Model 3 delivery estimates based on Tesla's Model 3 production projections in the 22 Feb 2017 shareholder letter
Q3 2017, 2,870 USA, 2,870 worldwide
Q4 2017, 34,007 USA, 42,588 worldwide
Q1 2018, 48,474 USA, 73,102 worldwide
Total = 85,351 USA, 118,560 worldwide

These are Tesla's USA deliveries without the Model 3:
Q3 2017 147,074
Q4 2017 160,034
Q1 2018 173,034

These are Tesla's USA deliveries with the Model 3:
Q3 2017 149,944
Q4 2017 189,951
Q1 2018 251,425

There is no way, USA deliveries will be less than 200,000 by the end of Q1 2018. Like I said, the article was written a month before Tesla released the Model 3 production numbers they expect to hit (5,000 units/week by the end of 2017 and 10,000 units/week at some point in 2018).
Your numbers are closer to what I expect. The good thing is tax credit wise it doesn't matter if Tesla hits 200k on Jan. 1, 2018, or March 31, 2018. The phaseout schedule is the same. Though here's to hoping if things go really well and they're about to hit it in late December 2017, they artificially delay deliveries in the US, even at the expense of Wall Street's fascination with quarterly numbers. Elon has tweeted that they'll "do the right thing".
 
The tax credit is by manufacturer, not car and plug in hybrids count against it.
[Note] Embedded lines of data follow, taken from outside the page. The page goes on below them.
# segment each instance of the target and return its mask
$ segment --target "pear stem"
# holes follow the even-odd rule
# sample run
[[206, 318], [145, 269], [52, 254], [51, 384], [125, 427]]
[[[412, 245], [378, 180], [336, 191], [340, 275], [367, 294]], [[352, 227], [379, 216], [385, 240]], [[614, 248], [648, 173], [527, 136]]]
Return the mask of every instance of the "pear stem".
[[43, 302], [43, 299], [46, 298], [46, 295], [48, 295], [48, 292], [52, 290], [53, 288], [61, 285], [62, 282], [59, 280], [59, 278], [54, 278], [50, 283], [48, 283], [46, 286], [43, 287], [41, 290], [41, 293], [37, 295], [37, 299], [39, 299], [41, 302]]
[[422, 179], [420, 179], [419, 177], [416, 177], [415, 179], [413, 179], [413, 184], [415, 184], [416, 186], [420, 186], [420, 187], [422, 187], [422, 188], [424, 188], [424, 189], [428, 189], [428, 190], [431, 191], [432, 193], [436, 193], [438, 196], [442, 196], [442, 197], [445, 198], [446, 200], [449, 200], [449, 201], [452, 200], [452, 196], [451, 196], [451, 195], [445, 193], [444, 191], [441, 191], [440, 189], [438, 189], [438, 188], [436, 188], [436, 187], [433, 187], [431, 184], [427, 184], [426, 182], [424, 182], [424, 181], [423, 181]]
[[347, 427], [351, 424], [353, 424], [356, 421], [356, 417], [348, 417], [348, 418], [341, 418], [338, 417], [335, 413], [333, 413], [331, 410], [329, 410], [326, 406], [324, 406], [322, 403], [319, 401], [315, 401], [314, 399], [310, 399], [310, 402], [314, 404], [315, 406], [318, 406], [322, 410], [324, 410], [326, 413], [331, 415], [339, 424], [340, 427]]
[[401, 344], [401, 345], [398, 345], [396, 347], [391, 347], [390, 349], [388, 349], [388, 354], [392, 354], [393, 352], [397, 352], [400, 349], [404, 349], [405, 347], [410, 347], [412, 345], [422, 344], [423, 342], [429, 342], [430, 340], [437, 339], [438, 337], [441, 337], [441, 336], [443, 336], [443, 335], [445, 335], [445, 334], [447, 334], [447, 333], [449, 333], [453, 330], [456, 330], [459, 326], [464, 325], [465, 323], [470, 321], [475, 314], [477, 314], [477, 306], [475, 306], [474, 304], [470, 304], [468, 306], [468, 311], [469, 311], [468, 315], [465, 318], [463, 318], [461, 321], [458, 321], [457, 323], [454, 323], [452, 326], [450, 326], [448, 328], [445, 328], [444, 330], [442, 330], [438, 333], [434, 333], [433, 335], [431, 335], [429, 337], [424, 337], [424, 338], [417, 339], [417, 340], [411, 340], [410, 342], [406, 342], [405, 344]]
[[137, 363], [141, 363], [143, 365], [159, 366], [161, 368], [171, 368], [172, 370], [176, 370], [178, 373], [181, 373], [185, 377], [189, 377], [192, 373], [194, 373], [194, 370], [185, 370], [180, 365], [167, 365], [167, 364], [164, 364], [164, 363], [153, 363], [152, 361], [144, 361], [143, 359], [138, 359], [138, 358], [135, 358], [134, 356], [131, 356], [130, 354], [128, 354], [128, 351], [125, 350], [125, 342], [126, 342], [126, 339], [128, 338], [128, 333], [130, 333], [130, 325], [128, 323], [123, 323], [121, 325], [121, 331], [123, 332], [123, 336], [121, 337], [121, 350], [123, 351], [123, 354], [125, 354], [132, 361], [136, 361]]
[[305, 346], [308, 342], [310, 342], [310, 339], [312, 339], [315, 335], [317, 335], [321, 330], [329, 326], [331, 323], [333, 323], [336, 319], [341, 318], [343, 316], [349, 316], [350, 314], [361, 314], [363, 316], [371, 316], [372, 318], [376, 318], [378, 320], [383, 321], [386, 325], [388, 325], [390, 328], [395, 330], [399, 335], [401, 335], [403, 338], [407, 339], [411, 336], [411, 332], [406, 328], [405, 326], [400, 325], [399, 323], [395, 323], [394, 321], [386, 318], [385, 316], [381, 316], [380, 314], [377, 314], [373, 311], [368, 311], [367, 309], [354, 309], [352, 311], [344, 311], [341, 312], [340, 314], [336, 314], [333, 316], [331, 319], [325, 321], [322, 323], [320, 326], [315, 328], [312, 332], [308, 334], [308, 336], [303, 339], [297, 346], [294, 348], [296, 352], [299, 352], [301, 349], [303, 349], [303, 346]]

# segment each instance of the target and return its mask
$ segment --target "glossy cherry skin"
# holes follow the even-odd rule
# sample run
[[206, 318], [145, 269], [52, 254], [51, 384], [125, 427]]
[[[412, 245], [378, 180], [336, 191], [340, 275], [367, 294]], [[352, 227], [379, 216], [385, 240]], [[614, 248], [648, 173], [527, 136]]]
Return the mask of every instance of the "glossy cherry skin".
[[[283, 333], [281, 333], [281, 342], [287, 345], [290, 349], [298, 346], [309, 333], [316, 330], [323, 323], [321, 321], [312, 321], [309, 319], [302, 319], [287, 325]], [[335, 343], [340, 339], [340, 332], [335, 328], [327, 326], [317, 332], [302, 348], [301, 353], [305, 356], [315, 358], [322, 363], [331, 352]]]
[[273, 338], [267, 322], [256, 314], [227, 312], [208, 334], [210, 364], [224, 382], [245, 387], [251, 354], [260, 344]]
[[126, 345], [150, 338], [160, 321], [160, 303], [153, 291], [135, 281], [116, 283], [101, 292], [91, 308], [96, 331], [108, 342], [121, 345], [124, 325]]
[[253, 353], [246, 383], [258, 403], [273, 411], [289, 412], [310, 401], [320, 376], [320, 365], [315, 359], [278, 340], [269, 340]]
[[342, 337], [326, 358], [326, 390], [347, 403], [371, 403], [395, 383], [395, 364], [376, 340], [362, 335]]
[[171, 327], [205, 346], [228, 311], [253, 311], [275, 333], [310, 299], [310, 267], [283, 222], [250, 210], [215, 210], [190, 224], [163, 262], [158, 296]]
As of a few months ago Inside EVs was estimating that GM and Tesla would both hit that mark in the same quarter:
US Federal $7,500 Electric Vehicle Credit Expiry Date By Automaker
Thanks for the link and pointing out that the tax credits might expire around the same time. But the big difference is that one can buy Bolt now Vs wait for the Model 3 only to find out that the tax credits expired.
 
Thanks for the link and pointing out that the tax credits might expire around the same time. But the big difference is that one can buy Bolt now Vs wait for the Model 3 only to find out that the tax credits expired.
That may be, but the Bolt isn't a road trip car — no Supercharger network — so it depends on what one is looking for.